I asked you for any particular example; you replied that “the entire post is optimized in a way where it’s hard to distinguish…”. Could you, please, give a particular example of where it’s hard to distinguish between evidence that I have and things I’m inferring?
- Richard_Ngo 5 Dec 2025 18:37 UTC
  10 points
  −4
  Parent
  Some examples of statements where it’s pretty hard for me to know how much the statements straightforwardly follow from the evidence you have, vs being things that you’ve inferred because they seem plausible to you:
  1. Jack Clark would have known this.
  2. Anthropic’s somewhat less problematic behavior is fully explained by having to maintain a good image internally.
  3. Anthropic is now basically just as focused on commercializing its products.
  4. Anthropic’s talent is a core pitch to investors: they’ve claimed they can do what OpenAI can for 10x cheaper.
  5. It seems likely that the policy positions that Anthropic took early on were related to these incentives.
  6. Anthropic’s mission is not really compatible with the idea of pausing, even if evidence suggests it’s a good idea to.
  If we zoom in on #3, for instance: there’s a sense in which it’s superficially plausible because both OpenAI and Anthropic have products. But maybe Anthropic and OpenAI differ greatly on, say, the ratio of headcount, or the ratio of executives’ time, or the amount of compute, or the internal prestige allocated to commercialization vs other things (like alignment research). If so, then it’s not really accurate to say that they’re just as focused on commercialization. But I don’t know if knowledge of these kinds of considerations informed your claim, or if you’re only making the superficially plausible version of the claim.

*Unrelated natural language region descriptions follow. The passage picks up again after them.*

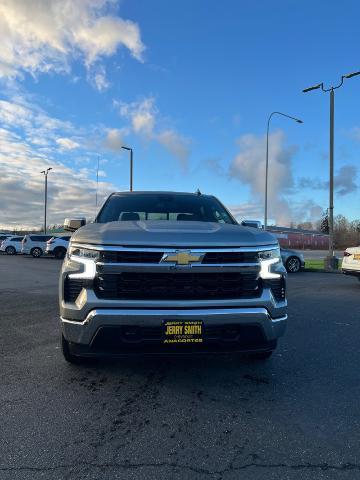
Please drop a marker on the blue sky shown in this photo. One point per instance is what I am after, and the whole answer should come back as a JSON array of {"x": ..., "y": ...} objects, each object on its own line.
[{"x": 189, "y": 85}]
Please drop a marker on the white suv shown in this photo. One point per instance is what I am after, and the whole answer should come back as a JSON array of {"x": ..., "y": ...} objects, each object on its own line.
[
  {"x": 351, "y": 262},
  {"x": 11, "y": 245},
  {"x": 57, "y": 246},
  {"x": 34, "y": 245}
]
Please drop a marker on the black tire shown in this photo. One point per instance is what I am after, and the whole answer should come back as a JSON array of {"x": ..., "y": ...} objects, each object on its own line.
[
  {"x": 293, "y": 264},
  {"x": 69, "y": 357},
  {"x": 261, "y": 355},
  {"x": 36, "y": 252},
  {"x": 60, "y": 253}
]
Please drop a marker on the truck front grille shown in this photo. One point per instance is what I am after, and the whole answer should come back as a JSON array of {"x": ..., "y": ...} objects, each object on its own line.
[
  {"x": 173, "y": 286},
  {"x": 131, "y": 257},
  {"x": 219, "y": 258}
]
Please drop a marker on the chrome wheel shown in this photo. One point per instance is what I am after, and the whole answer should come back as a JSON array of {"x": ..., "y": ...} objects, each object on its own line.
[
  {"x": 36, "y": 252},
  {"x": 293, "y": 265}
]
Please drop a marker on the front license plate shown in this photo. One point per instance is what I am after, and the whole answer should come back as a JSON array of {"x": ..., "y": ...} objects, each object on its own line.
[{"x": 183, "y": 331}]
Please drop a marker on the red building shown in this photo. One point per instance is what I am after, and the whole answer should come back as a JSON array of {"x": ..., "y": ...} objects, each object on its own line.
[{"x": 300, "y": 239}]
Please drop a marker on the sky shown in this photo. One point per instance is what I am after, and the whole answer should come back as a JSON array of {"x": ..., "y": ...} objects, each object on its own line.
[{"x": 189, "y": 85}]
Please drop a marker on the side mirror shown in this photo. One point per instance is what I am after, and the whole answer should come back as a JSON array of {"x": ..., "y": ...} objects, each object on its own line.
[
  {"x": 251, "y": 223},
  {"x": 72, "y": 224}
]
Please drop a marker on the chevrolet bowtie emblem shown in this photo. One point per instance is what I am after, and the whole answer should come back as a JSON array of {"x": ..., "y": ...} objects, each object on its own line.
[{"x": 182, "y": 257}]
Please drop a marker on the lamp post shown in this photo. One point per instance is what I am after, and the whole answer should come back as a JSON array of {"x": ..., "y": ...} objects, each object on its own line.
[
  {"x": 131, "y": 165},
  {"x": 45, "y": 172},
  {"x": 267, "y": 159},
  {"x": 97, "y": 182},
  {"x": 332, "y": 261}
]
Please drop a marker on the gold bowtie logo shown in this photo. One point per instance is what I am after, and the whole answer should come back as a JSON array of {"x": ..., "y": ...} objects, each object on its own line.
[{"x": 182, "y": 258}]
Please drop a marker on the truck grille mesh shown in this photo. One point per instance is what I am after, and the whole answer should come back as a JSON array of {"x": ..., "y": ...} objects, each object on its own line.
[
  {"x": 155, "y": 257},
  {"x": 172, "y": 286}
]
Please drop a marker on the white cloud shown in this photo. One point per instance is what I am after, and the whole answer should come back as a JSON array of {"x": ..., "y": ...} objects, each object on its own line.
[
  {"x": 66, "y": 143},
  {"x": 176, "y": 144},
  {"x": 25, "y": 152},
  {"x": 345, "y": 181},
  {"x": 142, "y": 115},
  {"x": 97, "y": 77},
  {"x": 249, "y": 167},
  {"x": 144, "y": 118},
  {"x": 114, "y": 139},
  {"x": 41, "y": 36}
]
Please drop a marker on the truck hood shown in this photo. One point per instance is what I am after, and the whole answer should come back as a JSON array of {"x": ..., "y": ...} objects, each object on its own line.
[{"x": 171, "y": 234}]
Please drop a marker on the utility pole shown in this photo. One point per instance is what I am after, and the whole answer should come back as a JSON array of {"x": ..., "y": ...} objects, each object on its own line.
[
  {"x": 131, "y": 166},
  {"x": 267, "y": 159},
  {"x": 45, "y": 172},
  {"x": 97, "y": 182},
  {"x": 331, "y": 262}
]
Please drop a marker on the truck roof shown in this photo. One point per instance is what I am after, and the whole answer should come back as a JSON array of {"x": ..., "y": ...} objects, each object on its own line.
[{"x": 154, "y": 192}]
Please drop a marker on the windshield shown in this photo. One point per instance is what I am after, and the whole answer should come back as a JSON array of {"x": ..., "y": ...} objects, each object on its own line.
[{"x": 163, "y": 206}]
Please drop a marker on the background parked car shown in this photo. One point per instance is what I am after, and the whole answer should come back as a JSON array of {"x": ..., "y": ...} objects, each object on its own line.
[
  {"x": 57, "y": 246},
  {"x": 4, "y": 236},
  {"x": 351, "y": 262},
  {"x": 34, "y": 245},
  {"x": 292, "y": 260},
  {"x": 11, "y": 245}
]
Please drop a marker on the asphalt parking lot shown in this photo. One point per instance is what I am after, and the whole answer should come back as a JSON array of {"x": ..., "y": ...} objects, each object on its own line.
[{"x": 296, "y": 416}]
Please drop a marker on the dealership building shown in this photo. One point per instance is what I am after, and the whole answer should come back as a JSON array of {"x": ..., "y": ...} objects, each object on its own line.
[{"x": 300, "y": 239}]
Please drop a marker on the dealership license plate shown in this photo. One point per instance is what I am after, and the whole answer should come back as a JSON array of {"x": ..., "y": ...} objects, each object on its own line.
[{"x": 176, "y": 332}]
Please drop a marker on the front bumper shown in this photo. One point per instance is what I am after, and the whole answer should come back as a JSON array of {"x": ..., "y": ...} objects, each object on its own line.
[{"x": 131, "y": 331}]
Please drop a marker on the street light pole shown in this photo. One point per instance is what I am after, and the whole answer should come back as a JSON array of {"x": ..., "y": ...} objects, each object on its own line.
[
  {"x": 331, "y": 175},
  {"x": 267, "y": 159},
  {"x": 332, "y": 261},
  {"x": 131, "y": 166},
  {"x": 45, "y": 172}
]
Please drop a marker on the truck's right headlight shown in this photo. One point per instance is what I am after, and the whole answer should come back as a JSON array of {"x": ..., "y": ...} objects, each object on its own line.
[
  {"x": 82, "y": 262},
  {"x": 268, "y": 258},
  {"x": 83, "y": 253}
]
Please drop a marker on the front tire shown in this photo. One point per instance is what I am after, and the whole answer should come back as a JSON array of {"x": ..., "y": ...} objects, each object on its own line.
[
  {"x": 69, "y": 357},
  {"x": 293, "y": 264},
  {"x": 36, "y": 252}
]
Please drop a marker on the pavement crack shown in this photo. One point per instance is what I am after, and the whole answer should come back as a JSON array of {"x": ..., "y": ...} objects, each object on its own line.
[{"x": 190, "y": 468}]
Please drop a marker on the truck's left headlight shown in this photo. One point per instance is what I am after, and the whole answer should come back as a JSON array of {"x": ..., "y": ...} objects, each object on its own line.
[{"x": 269, "y": 258}]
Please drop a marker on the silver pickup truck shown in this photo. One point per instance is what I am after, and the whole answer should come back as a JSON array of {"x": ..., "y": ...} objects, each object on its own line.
[{"x": 166, "y": 272}]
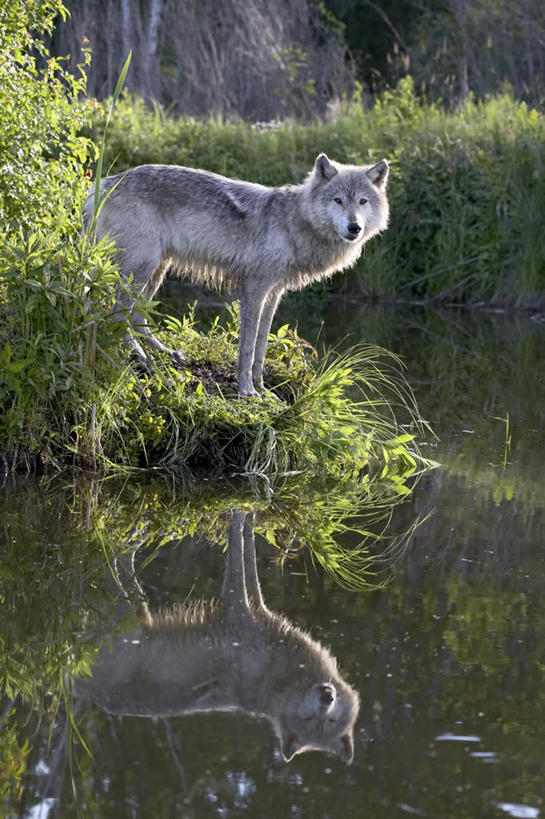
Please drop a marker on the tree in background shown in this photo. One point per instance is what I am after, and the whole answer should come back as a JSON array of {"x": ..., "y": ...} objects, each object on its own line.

  To be clear, in general I don’t expect people to apply this level of care for most LW posts. But when it comes to accusations of untrustworthiness (and similar kinds of accountability mechanisms) I think it’s really valuable to be able to create common knowledge of the specific details of misbehavior. Hence I would have much preferred this post to focus on a smaller set of claims that you can solidly substantiate, and then only secondarily try to discuss what inferences we should draw from those. Whereas I think that the kinds of criticism you make here mostly create a miasma of distrust between Anthropic and LessWrong, without adding much common knowledge of the form “Anthropic violated clear and desirable standard X” for the set of good-faith AI safety actors.
  I also realize that by holding this standard I’m making criticism more costly, because now you have the stress of trying to justify yourself to me. I would have tried harder to mitigate that cost if I hadn’t noticed this pattern of not-very-careful criticism from you. I do sympathize with your frustration that people seem to be naively trusting Anthropic and ignoring various examples of shady behavior. However I also think people outside labs really underestimate how many balls lab leaders have up in the air at once, and how easy it is to screw up a few of them even if you’re broadly trustworthy. I don’t know how to balance these considerations, especially because the community as a whole has historically erred on the side of the former mistake. I’d appreciate people helping me think through this, e.g. by working through models of how applying pressure to bureaucratic organizations goes successfully, in light of the ways that such organizations become untrustworthy (building on Zvi’s moral mazes sequence for instance).